September 22, 2014

Anti-Orthodox Pietism


By Archimandrite Kyrillos Kostopoulos

Pietism (pietismus) is a phenomenon of Protestant religious life, which first appeared in the 17th century in the circles of Lutheranism that sought to renew the spiritual life within Protestantism with the intention of stimulating religious sentiment. In Greece pietism appeared in the broader context of the "Europeanization" of the country.

Pietism is primarily intended and designed for "practical piety", in opposition to ecclesiastical and patristic life. The knowledge of God in pietism requires an emotional experience of fundamental truths. It is adogmatic, underestimating and ignoring Patristic theological truth, reaching agnosticism with the garment of moral expediency.

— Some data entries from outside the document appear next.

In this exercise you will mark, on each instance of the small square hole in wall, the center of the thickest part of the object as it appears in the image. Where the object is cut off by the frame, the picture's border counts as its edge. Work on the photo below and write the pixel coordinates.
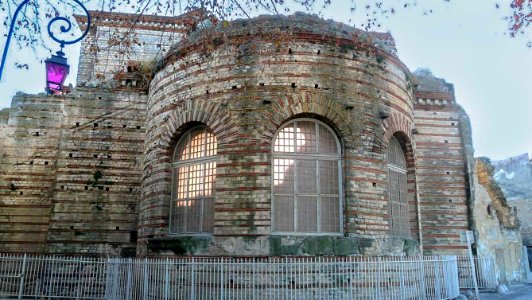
(133, 236)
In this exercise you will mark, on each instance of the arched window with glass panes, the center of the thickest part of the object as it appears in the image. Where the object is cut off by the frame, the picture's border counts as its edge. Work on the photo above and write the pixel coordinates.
(306, 179)
(397, 190)
(194, 173)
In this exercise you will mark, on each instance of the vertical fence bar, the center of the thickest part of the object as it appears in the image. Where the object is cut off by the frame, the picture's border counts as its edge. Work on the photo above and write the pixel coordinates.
(22, 275)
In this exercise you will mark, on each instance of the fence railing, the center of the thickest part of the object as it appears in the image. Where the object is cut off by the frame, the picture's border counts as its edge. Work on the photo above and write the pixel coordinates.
(485, 271)
(230, 278)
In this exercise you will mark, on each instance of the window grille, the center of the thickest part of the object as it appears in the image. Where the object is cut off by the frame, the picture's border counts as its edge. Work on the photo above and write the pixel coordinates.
(306, 179)
(194, 173)
(397, 190)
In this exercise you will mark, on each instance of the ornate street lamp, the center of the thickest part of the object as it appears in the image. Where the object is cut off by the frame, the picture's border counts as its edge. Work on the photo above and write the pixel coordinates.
(57, 67)
(56, 72)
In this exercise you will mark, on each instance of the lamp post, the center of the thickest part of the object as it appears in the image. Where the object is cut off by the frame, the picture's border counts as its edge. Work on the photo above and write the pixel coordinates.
(56, 66)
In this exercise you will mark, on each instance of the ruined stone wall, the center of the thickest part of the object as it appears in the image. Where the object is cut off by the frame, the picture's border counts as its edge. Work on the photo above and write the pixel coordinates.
(70, 172)
(496, 227)
(244, 82)
(117, 41)
(441, 167)
(524, 214)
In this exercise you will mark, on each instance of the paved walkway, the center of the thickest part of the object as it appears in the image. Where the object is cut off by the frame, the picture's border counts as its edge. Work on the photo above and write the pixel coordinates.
(517, 292)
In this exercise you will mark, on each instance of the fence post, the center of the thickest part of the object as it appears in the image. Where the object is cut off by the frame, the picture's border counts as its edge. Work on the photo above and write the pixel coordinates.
(422, 275)
(222, 279)
(193, 283)
(437, 279)
(128, 284)
(22, 275)
(166, 279)
(379, 277)
(455, 279)
(145, 289)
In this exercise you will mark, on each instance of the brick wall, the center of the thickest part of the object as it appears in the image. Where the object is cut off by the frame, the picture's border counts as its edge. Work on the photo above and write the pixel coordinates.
(115, 40)
(244, 88)
(441, 167)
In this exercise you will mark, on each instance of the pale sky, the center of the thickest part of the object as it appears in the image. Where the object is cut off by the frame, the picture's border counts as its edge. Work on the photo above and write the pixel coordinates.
(462, 42)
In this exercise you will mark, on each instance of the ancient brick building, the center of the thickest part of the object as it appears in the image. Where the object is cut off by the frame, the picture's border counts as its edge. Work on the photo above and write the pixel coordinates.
(271, 136)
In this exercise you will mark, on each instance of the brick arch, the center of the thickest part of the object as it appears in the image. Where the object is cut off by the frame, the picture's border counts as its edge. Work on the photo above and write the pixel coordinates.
(314, 105)
(397, 122)
(400, 127)
(193, 112)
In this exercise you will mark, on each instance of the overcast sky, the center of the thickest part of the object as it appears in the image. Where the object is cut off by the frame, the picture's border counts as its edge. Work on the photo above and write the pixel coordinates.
(462, 42)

Also, a key element of pietism is the denial of the ontological truth of ecclesiastical communion. It considers the salvation of man as an individual event, an absolutism of individual piety. The Orthodox, however, teach that the salvation of man is an ecclesiastical event. It is the divine-human "new creation" of the Body of Christ, the community of persons, which leads to redemption and salvation. The Divine Chrysostom stresses: "As then our body is one thing though it is composed of many: so also in the Church we are all one thing. For though the Church is composed of many members, yet these many form one body" (PG 61, 527-528).

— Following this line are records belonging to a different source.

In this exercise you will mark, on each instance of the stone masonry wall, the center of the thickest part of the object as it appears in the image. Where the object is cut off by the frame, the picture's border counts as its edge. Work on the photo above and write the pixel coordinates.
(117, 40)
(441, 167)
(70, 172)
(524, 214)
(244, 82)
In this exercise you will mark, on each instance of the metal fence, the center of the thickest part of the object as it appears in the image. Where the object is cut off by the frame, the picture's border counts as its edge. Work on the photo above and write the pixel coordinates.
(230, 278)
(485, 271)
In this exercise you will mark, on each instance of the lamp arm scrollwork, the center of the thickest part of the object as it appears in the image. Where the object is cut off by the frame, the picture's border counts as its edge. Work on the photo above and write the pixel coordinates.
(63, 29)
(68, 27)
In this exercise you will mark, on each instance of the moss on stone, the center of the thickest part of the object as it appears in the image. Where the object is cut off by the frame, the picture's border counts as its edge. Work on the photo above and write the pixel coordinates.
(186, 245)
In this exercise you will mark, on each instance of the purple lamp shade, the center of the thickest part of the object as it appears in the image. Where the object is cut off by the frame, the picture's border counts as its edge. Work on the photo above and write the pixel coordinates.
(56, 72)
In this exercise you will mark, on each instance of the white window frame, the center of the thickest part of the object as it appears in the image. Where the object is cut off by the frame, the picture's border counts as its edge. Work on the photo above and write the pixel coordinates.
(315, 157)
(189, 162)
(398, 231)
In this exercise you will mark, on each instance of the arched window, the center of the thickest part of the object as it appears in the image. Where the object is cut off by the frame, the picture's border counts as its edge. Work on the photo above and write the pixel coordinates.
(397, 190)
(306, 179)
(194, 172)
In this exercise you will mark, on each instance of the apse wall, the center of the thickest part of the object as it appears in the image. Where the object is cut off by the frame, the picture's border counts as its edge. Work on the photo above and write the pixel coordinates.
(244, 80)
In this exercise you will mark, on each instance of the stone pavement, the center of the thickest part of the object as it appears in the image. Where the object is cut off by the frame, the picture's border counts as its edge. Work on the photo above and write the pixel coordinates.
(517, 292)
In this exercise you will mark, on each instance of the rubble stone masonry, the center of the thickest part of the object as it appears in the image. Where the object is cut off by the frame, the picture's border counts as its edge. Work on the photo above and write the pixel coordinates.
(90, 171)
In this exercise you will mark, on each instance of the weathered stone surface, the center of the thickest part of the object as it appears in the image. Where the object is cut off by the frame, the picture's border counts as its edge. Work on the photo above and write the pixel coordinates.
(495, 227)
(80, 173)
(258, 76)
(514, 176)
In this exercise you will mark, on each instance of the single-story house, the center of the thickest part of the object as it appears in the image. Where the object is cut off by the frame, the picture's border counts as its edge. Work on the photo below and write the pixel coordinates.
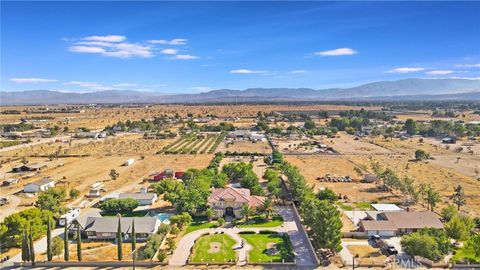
(229, 201)
(105, 228)
(370, 178)
(142, 198)
(168, 173)
(68, 217)
(10, 182)
(394, 223)
(93, 193)
(40, 185)
(384, 207)
(239, 134)
(449, 140)
(32, 167)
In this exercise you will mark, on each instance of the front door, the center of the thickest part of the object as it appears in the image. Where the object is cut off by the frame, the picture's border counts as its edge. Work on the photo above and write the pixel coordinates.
(229, 211)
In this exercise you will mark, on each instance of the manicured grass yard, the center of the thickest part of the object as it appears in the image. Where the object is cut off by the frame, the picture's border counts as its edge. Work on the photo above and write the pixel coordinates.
(200, 223)
(260, 243)
(355, 205)
(260, 221)
(213, 248)
(126, 214)
(466, 252)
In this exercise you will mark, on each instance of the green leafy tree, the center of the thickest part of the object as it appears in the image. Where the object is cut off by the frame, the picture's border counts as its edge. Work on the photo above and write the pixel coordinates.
(161, 255)
(459, 228)
(432, 197)
(267, 208)
(51, 199)
(57, 246)
(114, 174)
(458, 197)
(246, 211)
(171, 245)
(66, 251)
(74, 193)
(327, 194)
(79, 244)
(410, 126)
(421, 155)
(449, 212)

The Orthodox Church is the Body of the God-man, that has as her soul the Most Holy Spirit, Who works the salvation of her members. He economizes everything so that divine grace and redemption and salvation is "given from God through Christ in the Holy Spirit" (Basil the Great, PG 29, 664D) to all the members of her Body.

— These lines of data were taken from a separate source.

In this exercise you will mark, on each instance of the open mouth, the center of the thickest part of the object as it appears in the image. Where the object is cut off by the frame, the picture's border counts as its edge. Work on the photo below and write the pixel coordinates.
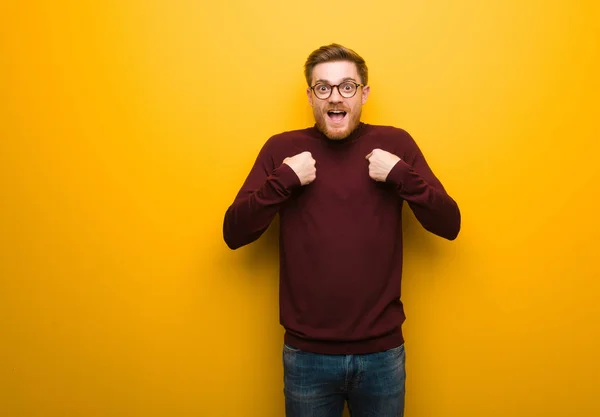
(336, 116)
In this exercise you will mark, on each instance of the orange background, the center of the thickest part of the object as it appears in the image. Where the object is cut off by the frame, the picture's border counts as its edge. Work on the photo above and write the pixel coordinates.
(126, 128)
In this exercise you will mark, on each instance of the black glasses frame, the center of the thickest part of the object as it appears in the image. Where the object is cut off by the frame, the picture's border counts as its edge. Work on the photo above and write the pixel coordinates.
(338, 88)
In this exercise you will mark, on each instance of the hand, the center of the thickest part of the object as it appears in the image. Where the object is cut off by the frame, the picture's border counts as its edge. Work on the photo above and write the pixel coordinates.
(303, 165)
(381, 163)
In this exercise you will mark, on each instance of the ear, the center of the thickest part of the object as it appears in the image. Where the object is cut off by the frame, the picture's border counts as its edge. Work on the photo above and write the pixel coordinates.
(365, 94)
(309, 95)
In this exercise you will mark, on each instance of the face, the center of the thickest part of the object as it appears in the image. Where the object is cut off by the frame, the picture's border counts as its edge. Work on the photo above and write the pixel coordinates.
(337, 116)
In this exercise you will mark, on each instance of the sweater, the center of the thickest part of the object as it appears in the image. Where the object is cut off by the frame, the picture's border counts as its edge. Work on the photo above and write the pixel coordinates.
(340, 237)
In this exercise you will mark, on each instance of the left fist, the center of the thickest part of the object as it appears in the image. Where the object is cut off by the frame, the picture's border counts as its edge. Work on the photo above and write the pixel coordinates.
(381, 163)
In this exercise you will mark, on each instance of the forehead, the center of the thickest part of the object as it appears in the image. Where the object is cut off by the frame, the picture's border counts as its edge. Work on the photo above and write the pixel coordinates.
(334, 72)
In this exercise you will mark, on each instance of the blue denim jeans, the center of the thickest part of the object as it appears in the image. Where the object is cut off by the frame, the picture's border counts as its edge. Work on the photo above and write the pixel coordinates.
(317, 385)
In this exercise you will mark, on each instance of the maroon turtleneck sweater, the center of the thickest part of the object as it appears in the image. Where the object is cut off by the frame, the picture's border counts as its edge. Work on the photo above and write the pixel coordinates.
(340, 236)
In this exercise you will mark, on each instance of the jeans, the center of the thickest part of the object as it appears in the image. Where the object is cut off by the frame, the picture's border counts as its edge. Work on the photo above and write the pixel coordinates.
(317, 385)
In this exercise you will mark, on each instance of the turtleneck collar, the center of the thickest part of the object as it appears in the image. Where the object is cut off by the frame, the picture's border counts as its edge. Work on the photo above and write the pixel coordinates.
(353, 137)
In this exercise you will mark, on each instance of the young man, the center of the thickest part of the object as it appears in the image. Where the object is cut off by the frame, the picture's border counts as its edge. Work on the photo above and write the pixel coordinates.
(339, 188)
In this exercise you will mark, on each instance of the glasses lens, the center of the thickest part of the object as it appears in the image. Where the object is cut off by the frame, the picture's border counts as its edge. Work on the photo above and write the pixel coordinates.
(347, 89)
(322, 90)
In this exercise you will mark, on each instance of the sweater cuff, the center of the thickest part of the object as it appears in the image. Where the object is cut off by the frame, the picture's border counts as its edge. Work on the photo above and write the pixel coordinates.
(399, 174)
(287, 177)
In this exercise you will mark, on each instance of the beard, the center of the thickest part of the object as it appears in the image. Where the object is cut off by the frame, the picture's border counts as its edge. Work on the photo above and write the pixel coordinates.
(337, 133)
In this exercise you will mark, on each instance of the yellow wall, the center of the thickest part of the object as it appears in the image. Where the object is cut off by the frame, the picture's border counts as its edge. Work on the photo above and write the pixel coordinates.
(127, 127)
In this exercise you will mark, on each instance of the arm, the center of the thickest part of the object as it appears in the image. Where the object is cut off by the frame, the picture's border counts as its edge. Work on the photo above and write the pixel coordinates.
(415, 182)
(265, 190)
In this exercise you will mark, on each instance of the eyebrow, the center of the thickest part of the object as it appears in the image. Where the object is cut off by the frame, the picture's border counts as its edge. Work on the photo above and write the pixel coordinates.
(327, 81)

However, according to the teaching of pietism, the salvation of man is not an ecclesiastical event. It does not personally share in the ecclesiastical community that saves man, despite their unworthiness. It is simply an individual achievement, an individual consistency in religious events and ethical mandates, an individual imitating the "virtues" of the "sweet Nazarene" that ensures an assurance of justification.

For pietists the Church is a phenomenon of individual justification. It is a gathering of the "clean", a fullness of individual religiosity. Thus it is separated from ecclesiastical truth and piety is changed into an individual achievement that "improves" character and behavior, but cannot transform the way we exist, to transform corruption to incorruption, death to life and resurrection.

Today in Western societies the work of the Church is evaluated on the measure of its social utilization and is organized like a secular institution with moralistic purposes. However, the Divine Chrysostom exclaims: "The Church is heavenly, and is nothing else than heaven" (PG 63, 112).

For this reason pietism ends up being a heresy in the area of ecclesiology, and we support this wholeheartedly. It undermines, we would say, the very truth of the Orthodox Church, displacing the event of salvation from an ecclesiastical to an individual ethos. Finally, pietism undermines the ontological truth of the Patristic Orthodox Church, without questioning the formalities of this truth. It simply ignores it and passes it on to the jurisdiction of academic theology.

We believe that an ecumenical synod must denounce pietism as a counterfeit perception of Orthodox piety and it must be condemned.